Vortrag: Marc Kupietz (07.02.2024)

Im Rahmen des Oberseminars Computerlinguistik findet am 07.02.2024 ein Vortrag statt, zu dem wir herzlich einladen möchten.



Dr. Marc Kupietz (Leibniz-Institut für Deutsche Sprache, Mannheim)



Mittwoch, 07.02.2024, 16:15-17:45 Uhr



Bismarckstr. 12, R.0.320 (in Präsenz) / auch via Zoom (Link folgt über uniinterne Verteiler, externe Anmeldungen gerne über info@linguistik.uni-erlangen.de!)
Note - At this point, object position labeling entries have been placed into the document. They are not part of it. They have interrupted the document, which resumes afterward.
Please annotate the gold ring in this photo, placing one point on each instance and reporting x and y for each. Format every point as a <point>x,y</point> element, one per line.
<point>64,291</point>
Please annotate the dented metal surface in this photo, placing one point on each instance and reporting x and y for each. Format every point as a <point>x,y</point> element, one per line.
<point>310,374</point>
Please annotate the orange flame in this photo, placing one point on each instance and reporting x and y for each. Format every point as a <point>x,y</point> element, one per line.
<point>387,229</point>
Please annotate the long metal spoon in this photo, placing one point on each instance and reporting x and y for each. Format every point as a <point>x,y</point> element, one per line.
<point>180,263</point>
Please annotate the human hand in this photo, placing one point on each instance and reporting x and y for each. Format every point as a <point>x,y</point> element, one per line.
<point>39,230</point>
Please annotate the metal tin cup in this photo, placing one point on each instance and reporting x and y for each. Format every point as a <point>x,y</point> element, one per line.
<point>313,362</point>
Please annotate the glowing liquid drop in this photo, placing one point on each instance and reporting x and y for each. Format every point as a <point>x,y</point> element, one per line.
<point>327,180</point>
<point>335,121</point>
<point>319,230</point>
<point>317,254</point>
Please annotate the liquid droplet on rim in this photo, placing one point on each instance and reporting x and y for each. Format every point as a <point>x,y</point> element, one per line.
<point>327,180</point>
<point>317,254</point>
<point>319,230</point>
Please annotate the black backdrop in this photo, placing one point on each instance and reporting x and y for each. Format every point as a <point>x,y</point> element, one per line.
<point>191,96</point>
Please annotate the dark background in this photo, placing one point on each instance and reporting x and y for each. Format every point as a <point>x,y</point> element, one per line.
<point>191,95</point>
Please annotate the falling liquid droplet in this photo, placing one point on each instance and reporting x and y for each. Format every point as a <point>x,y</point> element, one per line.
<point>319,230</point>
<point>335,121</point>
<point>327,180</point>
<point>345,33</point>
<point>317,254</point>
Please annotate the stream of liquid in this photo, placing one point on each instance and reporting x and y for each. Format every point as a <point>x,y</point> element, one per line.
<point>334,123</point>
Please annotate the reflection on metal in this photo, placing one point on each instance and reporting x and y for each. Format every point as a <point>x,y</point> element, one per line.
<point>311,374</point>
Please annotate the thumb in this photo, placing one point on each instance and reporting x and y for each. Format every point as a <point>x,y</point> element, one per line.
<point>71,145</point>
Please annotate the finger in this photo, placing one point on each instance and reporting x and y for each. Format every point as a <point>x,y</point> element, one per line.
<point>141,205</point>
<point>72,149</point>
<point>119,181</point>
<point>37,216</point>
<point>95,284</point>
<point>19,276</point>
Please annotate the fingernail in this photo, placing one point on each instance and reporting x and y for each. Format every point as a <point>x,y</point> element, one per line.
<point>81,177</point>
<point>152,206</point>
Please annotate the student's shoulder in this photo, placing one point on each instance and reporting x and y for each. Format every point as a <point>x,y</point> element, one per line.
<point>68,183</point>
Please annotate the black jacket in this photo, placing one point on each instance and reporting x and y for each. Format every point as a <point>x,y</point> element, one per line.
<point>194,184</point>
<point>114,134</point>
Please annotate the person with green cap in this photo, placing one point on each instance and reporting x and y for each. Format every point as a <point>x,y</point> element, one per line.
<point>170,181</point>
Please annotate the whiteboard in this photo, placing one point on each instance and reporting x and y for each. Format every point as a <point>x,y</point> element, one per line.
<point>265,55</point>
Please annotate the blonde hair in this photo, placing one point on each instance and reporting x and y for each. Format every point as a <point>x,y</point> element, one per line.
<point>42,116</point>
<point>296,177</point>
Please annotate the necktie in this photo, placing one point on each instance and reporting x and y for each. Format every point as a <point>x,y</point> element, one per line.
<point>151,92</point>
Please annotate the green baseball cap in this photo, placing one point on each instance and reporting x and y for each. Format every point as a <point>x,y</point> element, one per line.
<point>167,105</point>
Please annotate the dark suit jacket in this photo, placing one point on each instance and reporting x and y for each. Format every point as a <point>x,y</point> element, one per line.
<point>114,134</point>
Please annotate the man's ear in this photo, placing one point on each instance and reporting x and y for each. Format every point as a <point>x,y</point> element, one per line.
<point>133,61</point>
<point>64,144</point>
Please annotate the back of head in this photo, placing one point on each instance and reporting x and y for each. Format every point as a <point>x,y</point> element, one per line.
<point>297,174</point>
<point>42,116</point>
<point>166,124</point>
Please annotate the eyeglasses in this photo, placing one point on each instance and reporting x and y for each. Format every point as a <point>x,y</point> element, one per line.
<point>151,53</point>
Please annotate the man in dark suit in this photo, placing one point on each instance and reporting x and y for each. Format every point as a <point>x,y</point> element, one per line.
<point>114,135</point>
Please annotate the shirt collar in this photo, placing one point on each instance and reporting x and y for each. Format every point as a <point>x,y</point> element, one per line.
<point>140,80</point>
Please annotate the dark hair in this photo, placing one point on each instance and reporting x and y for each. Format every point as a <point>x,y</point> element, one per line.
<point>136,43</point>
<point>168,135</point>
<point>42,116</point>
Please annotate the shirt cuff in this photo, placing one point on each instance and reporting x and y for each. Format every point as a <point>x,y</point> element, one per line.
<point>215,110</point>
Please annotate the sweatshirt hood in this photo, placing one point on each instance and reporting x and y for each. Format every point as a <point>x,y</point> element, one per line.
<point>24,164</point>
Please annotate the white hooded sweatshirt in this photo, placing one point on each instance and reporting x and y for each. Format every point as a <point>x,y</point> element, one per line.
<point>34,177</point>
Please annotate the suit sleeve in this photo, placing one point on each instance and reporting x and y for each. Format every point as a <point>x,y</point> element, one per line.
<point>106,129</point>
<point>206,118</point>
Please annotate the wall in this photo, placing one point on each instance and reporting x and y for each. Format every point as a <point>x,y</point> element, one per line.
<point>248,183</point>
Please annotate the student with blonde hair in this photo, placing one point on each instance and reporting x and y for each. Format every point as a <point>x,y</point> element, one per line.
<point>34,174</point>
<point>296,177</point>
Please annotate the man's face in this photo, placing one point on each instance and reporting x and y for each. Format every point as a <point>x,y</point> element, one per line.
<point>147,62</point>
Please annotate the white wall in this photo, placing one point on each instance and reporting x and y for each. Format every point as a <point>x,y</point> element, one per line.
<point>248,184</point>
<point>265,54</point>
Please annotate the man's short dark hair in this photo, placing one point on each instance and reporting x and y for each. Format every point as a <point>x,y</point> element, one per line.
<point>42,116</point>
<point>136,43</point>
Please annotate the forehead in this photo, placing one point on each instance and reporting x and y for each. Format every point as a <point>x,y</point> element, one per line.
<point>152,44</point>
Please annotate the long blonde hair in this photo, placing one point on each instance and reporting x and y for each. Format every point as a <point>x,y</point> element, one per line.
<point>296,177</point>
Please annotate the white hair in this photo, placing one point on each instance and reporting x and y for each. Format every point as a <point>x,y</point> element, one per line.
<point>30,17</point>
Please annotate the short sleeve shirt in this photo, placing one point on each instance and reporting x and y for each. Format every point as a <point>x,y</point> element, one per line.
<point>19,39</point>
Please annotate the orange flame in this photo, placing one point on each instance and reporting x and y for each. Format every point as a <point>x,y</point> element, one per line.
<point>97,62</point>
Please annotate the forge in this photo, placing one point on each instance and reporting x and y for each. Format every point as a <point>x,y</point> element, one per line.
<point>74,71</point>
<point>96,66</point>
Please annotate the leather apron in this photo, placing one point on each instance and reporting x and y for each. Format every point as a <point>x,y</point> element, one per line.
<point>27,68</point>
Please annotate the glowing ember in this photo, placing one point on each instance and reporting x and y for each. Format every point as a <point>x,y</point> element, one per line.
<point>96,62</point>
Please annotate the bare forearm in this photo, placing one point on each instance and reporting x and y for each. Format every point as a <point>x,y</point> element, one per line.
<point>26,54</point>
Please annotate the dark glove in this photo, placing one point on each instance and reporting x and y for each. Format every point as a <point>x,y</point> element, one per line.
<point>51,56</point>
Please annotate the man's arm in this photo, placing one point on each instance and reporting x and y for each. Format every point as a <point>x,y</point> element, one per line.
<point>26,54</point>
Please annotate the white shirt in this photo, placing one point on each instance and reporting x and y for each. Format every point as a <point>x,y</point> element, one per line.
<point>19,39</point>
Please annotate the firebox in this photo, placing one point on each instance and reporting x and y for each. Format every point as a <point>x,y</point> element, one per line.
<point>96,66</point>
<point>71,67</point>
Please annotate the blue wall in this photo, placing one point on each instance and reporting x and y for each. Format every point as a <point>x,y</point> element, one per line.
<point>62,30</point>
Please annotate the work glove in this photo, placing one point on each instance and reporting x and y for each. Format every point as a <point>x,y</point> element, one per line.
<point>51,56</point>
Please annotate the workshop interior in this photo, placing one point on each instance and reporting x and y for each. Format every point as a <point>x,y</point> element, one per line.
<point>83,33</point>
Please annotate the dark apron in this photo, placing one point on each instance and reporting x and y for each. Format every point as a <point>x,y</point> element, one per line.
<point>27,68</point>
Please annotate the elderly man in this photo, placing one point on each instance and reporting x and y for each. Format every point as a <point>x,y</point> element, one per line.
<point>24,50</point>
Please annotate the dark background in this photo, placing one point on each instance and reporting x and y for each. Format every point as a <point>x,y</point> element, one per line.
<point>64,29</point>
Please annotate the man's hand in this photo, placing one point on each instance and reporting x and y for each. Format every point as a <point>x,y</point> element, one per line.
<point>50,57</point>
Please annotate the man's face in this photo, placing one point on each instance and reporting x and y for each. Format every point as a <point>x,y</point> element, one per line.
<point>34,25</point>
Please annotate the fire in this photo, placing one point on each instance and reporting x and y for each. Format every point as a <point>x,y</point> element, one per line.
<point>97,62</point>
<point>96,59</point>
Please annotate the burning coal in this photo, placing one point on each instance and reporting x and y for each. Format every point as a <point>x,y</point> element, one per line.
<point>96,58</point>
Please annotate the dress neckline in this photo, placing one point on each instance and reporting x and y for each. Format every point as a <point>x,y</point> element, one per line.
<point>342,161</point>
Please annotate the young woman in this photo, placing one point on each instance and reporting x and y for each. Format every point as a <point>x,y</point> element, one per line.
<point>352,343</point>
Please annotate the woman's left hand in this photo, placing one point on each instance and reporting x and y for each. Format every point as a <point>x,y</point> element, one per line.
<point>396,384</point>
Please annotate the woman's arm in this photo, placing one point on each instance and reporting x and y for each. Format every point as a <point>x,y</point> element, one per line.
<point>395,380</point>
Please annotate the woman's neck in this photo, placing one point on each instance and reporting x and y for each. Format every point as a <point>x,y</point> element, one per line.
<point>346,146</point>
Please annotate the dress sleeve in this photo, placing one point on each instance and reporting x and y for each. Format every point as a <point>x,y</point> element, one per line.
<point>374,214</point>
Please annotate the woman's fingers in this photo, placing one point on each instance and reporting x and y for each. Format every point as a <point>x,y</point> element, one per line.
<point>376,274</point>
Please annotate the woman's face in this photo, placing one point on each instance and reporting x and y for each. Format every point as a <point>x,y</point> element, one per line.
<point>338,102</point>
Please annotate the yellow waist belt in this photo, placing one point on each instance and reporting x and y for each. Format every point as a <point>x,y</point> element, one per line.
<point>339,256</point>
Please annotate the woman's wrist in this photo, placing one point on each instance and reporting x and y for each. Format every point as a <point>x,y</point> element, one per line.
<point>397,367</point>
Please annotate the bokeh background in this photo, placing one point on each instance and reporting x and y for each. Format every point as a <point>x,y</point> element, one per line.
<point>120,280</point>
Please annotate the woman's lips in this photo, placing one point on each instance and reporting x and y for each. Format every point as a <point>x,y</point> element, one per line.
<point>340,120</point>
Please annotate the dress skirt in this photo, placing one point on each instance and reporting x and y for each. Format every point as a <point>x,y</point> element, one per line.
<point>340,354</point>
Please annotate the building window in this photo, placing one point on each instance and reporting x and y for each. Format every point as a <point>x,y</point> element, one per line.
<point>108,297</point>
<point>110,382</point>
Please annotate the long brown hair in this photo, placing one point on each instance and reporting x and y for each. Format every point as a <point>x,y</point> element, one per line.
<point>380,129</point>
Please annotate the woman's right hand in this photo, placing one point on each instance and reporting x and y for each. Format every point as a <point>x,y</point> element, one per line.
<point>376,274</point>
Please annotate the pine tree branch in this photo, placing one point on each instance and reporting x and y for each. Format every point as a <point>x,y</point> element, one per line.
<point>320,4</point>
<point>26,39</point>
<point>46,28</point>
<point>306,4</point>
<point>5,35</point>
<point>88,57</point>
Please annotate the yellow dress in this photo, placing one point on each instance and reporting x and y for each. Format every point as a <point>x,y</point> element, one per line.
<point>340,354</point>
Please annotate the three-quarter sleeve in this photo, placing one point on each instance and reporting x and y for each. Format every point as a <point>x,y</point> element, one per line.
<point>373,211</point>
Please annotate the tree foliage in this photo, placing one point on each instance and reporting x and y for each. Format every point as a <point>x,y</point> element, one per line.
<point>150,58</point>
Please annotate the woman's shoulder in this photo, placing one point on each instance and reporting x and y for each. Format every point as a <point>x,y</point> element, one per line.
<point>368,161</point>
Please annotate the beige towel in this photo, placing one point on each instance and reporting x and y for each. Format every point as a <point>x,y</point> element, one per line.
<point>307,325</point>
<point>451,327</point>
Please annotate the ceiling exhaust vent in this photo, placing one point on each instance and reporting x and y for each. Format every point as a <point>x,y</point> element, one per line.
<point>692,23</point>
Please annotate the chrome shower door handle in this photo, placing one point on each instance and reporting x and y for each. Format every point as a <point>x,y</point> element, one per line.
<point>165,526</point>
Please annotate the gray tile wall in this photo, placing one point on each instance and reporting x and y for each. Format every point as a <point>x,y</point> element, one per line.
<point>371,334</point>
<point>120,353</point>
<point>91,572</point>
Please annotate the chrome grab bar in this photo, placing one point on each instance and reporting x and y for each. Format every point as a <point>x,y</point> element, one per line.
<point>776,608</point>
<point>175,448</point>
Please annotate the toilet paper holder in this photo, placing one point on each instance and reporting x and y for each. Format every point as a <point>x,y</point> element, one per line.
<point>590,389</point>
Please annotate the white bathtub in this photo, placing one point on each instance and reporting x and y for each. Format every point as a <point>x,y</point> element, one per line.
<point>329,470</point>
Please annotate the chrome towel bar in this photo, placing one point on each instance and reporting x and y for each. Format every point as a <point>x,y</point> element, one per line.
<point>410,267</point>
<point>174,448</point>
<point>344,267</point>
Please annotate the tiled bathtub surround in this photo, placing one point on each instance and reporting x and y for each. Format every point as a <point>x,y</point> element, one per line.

Some Challenges in Corpus Linguistics and IDS Mannheim approaches to tackle them



In recent years, corpus linguistics has become an indispensable aspect of numerous linguistic sub-disciplines, to the point where the term seems almost interchangeable with linguistics itself. Moreover, the increasing availability of digital texts on the internet, coupled with the recent extension of the text and data mining exception in EU copyright law, has rendered creating large linguistic corpora a feasible undertaking. However, despite these upbeat developments, some challenges persist and some new ones may have emerged. In my presentation, I will address some of the methodological challenges, such as how to derive linguistic findings about language domains from corpus findings, how to cope with errors in corpora and annotations, how to utilise language models to derive promising linguistic hypotheses, and how to gain comparative linguistic insights from multilingual corpora. For each of these questions, I will present approaches adopted by the corpus linguistics programme area at the IDS and discuss them specifically with regard to the equally still persistent logistical and economic challenges of feasibility and sustainability.